10 Years Later: Remembering when Lehman Brothers Failed
I woke early Monday morning, September 15, 2008, quickly dressed, and walked across a frost-covered field to the cabin where we were camped 20 miles south of the Russian border in northern Mongolia. I had come to fish for Siberian taimen, the largest salmonids in the world. Over breakfast, our guides, who had been listening to Voice of America overnight, informed us that Lehman Brothers, the nation’s fourth-largest investment bank, had failed after 158 years in business. That same day, Bank of America purchased Wall Street’s third-largest investment bank, Merrill Lynch, for $50B—ending its 94-year independence. The following day, AIG accepted an unprecedented $85B federal bailout, effectively giving the U.S. government a nearly 80% equity stake in the world’s largest insurer. That Sunday, September 21, the Federal Reserve announced that the last two independent investment banks, Goldman Sachs and Morgan Stanley, would become commercial banks. By the time I returned to my hotel in Ulaanbaatar that weekend, the world had irrevocably changed.
As I reflect back on what happened 10 years ago, I realize how close the world came to experiencing another Great Depression. At no other point in recent history had investors experienced such profound economic devastation. From the market peak in October 2007 to the trough in March 2009, the S&P 500 fell an astonishing 56.8%. Especially hard hit was the financial sector, particularly banks. As a senior executive of a publicly traded institution where the majority of the revenue was banking related, I had a front-row seat to the Great Recession. According to the Federal Deposit Insurance Corporation (FDIC), 462 banks failed from 2008 through 2012 (18% of which occurred in Georgia). In contrast, in the five years that preceded the recession, just 10 banks failed. The KBW Bank Index logged a 76% cumulative loss from September 2007 to February 2009, leaving destitute many families who had sold their small community banks to increasingly larger banks. People who thought they were secure for retirement experienced dramatic cuts in their lifestyles, some even having to return to work.
At the time of my ill-fated fishing trip, I was chief executive officer of Wilmington Trust Investment Management. Our Atlanta-based team was charged with managing $36B for clients throughout the United States, all of whom wanted to know what on earth was happening. The week following my vacation, I attended Wilmington Trust’s board meeting in Delaware. During that visit, our general counsel presented me with our application for $330MM in preferred equity under the U.S. government’s Troubled Asset Relief Program (TARP). Given that the head of our banking subsidiary had just assured us that “everything was fine,” this didn’t make much sense to me.

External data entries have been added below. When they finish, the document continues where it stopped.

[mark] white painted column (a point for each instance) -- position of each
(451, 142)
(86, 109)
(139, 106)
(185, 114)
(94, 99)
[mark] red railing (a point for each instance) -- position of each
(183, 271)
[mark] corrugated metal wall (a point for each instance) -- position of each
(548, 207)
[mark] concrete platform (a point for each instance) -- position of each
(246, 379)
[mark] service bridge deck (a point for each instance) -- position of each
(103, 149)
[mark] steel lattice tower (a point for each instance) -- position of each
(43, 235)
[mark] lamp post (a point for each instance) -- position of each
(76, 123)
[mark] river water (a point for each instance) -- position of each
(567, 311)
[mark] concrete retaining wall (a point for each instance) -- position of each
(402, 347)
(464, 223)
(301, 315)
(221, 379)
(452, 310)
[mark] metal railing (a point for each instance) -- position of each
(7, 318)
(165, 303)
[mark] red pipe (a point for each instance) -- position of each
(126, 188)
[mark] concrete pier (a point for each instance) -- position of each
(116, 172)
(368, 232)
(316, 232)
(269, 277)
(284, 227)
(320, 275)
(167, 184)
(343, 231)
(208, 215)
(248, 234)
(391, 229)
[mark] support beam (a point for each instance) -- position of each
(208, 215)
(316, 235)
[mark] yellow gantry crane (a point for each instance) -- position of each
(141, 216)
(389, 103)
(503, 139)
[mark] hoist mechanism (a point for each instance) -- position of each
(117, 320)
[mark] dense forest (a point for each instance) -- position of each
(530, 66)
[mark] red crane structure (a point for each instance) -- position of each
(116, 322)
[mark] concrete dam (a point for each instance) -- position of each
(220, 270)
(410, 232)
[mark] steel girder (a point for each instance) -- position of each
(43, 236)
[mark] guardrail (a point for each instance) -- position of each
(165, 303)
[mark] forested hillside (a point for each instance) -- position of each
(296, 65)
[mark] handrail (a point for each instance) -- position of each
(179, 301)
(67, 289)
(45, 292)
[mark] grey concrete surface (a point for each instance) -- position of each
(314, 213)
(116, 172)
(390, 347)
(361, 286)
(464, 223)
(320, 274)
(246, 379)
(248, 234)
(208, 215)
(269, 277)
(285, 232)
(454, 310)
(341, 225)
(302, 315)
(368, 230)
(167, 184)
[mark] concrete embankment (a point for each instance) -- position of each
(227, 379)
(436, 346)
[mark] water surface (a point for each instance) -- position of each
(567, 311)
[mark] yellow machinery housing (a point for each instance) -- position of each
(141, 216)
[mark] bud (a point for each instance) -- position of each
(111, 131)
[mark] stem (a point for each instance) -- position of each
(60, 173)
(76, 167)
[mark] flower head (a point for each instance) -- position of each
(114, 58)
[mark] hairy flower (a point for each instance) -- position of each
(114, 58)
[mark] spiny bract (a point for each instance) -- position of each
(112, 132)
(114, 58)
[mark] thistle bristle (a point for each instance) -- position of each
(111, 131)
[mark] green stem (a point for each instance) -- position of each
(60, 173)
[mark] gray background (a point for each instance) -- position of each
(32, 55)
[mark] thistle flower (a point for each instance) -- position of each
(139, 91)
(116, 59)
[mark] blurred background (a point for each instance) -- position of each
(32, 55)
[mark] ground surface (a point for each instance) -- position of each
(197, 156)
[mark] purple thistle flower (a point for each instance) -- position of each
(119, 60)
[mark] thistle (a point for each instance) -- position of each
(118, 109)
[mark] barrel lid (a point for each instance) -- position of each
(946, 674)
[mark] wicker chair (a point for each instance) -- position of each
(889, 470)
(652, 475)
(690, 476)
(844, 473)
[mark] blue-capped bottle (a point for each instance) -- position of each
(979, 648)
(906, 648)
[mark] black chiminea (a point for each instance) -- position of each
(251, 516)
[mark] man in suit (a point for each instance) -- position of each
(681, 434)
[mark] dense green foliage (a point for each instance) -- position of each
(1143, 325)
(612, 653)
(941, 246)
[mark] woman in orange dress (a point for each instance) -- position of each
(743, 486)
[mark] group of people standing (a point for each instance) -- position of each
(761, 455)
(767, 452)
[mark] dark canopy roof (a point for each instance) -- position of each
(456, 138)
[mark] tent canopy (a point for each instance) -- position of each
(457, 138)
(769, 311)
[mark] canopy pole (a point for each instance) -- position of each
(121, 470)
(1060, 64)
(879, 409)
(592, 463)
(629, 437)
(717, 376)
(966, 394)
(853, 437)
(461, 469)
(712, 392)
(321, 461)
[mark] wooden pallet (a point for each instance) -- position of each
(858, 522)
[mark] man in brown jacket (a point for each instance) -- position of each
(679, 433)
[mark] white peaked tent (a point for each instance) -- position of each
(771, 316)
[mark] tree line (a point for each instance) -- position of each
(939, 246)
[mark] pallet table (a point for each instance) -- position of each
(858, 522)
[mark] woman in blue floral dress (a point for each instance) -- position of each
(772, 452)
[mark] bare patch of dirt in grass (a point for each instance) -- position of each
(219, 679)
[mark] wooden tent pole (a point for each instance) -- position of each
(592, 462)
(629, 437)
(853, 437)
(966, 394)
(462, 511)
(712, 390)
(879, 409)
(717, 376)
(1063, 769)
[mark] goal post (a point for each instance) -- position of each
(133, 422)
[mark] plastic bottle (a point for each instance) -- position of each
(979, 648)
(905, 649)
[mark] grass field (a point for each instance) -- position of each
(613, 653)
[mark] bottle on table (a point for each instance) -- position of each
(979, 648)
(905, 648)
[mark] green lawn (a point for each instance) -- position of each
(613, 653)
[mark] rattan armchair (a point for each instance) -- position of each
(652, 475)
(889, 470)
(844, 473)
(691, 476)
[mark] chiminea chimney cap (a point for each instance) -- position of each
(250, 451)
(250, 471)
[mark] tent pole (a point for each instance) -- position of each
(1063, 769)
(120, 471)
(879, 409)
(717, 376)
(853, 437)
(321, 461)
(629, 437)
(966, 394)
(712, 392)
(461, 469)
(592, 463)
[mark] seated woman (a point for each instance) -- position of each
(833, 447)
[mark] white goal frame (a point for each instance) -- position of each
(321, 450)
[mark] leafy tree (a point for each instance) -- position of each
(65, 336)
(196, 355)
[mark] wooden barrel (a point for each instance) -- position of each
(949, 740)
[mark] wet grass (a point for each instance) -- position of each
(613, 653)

When I questioned the decision, I was told that then President of the Philadelphia Federal Reserve Charles Plosser wanted all banks to accept TARP funding in order to shore up public confidence in the soundness of the banking system. Little did I know, all was not sound. Two years later, just 18 months after I had resigned my position to re-establish Balentine as an independent firm, century-old Wilmington Trust was sold for pennies on the dollar in one of the largest banking firesales in U.S. history. In fact, the company’s market capitalization had shrunk from nearly $4.5B in 2008 to $350MM four years later.

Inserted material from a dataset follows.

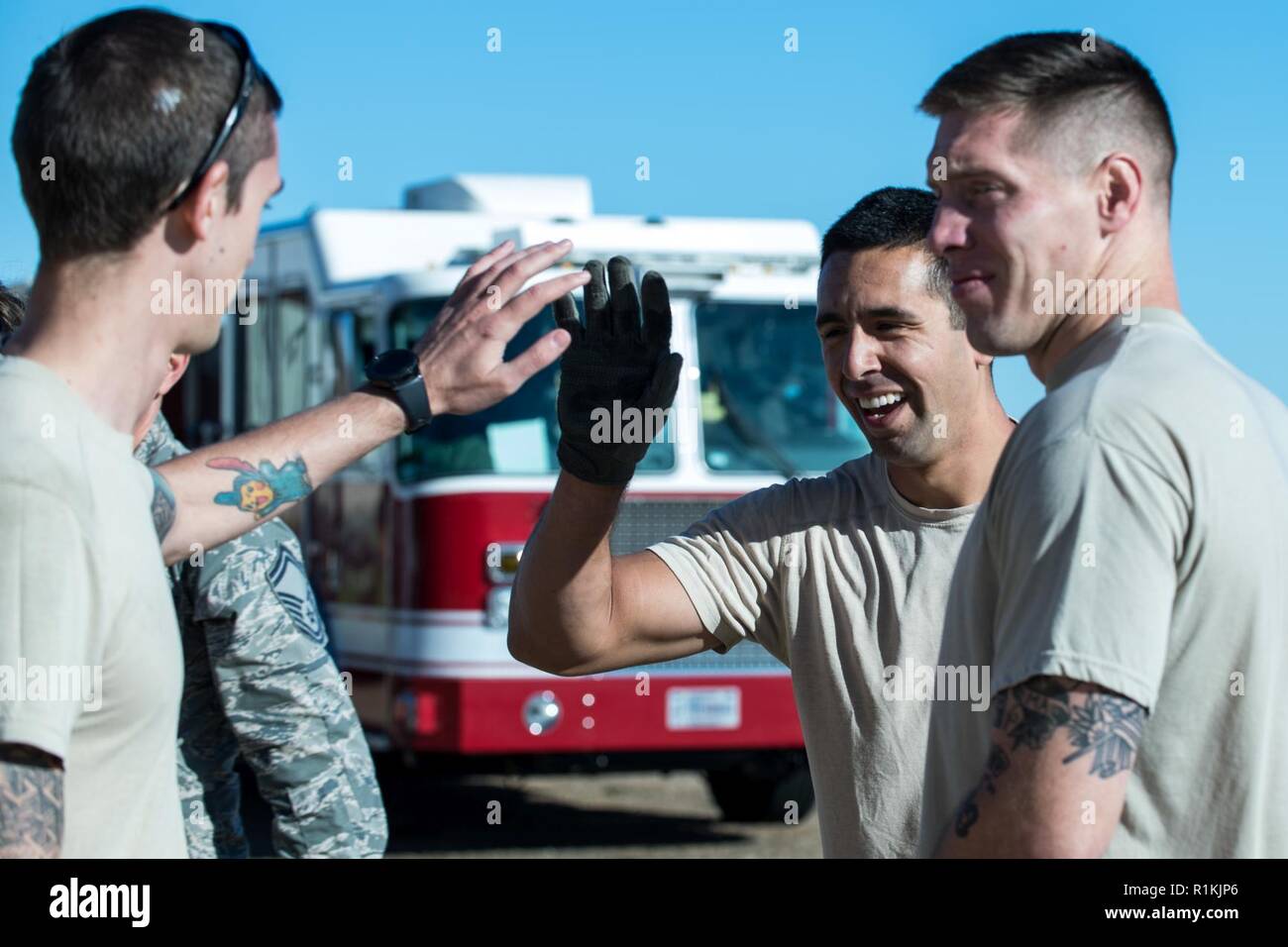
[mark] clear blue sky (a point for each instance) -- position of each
(730, 123)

While the banking industry was especially hard hit, the entire global economy suffered. As the risk of contagion spread—a striking testament to how interconnected the world has become—no industry was left unaffected. Reckless lending practices by Icelandic banks, a major lender to the fishing industry, even affected the price of lobster meat. Subdivision pipe farms, empty shopping malls, increased financial regulation, and a generation of investors left scarred and skeptical of Wall Street are all lasting reminders of exactly how close we came to the precipice.
Economic Recovery
In hindsight, the Federal Reserve did a remarkable job providing credit and easing monetary policy that allowed the economy to slowly de-lever. This was no ordinary profits recession—this was a balance sheet recession, and it occurred because we saved too little, spent too much, and lived beyond our means. The typical prescription for a balance-sheet recession is to either grow our way out of it (virtually impossible given the strong economic headwinds at the time), foreclose on the debt, or print money. Fed Chairman Ben Bernanke, a self-described “Great Depression buff,” knew exactly what needed to be done. By engineering monetary policy to bring interest rates down below the rate of inflation—what economists refer to as “financial repression”—investors were forced to take risk in order to generate a return on their capital. In effect, we de-levered the economy on the backs of savers.
Ten years later, the prescription seems to have worked. Financial markets have recovered with a strong underpinning of earnings to support asset prices and central banks have begun the long process of unwinding the easy monetary policies of the last decade. In testimony before Congress in June 1999, then Chairman of the Federal Reserve Alan Greenspan stated: “Bubbles generally are perceptible only after the fact. To spot a bubble in advance requires a judgment that hundreds of thousands of informed investors have it all wrong.” History doesn’t repeat itself, but it often rhymes.